June 15, 2011
Minnesota State Colleges and Universities to stay open even if state government shuts down (Revised)Contact:
Melinda Voss, (651) 201-1804, firstname.lastname@example.org
The Minnesota State Colleges and Universities system will remain open this summer even if other parts of state government shut down July 1, system officials announced today.
Officials were notified Wednesday by Gov. Mark Dayton’s office that the system will receive the support needed from Minnesota Management and Budget to continue operations on July 1, even if other parts of state government shut down.
The governor’s petition to the state district court said that “operations of the Minnesota State Colleges and Universities will continue based on its statutory and practical financial autonomy and its balance carry-over authority.”
Chancellor James H. McCormick thanked all officials who worked to assure the system’s continued operation. “We are deeply appreciative of the governor’s action to support uninterrupted instruction and services at the state colleges and universities,” McCormick said. “This is a critical time for the 67,000 students taking summer session courses at our schools and for the tens of thousands of students preparing to enroll in the fall term.”
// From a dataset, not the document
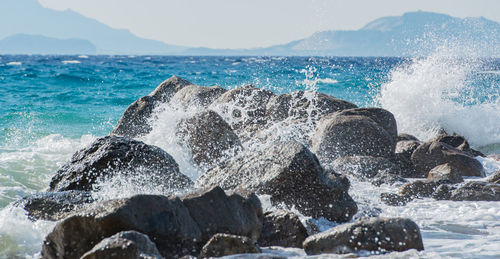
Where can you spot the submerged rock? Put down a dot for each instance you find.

The action means that Management and Budget will provide payroll and other payment processing for the system. The higher education appropriations bill awaits resolution with other state operating budgets. The system already has statutory authority to use existing tuition and other receipts in the new fiscal year that starts on July 1.
Once a formal agreement with MMB is reached, it is expected that layoff notices that were sent to 6,000 Minnesota State Colleges and Universities employees will be rescinded and salaries and benefits to employees will continue.
The system’s continued operation through the summer term will be funded through tuition receipts and fund balances at each of the colleges and universities.
“Both the governor and Legislature have recognized the critical role that higher education has in fueling the state’s economy and improving the lives of all Minnesotans, and this will be welcome news for our students and our campuses” said Scott Thiss, chair of the system’s Board of Trustees.
Minnesota's 31 state community and technical colleges, and universities serve more than 420,000 students across the state.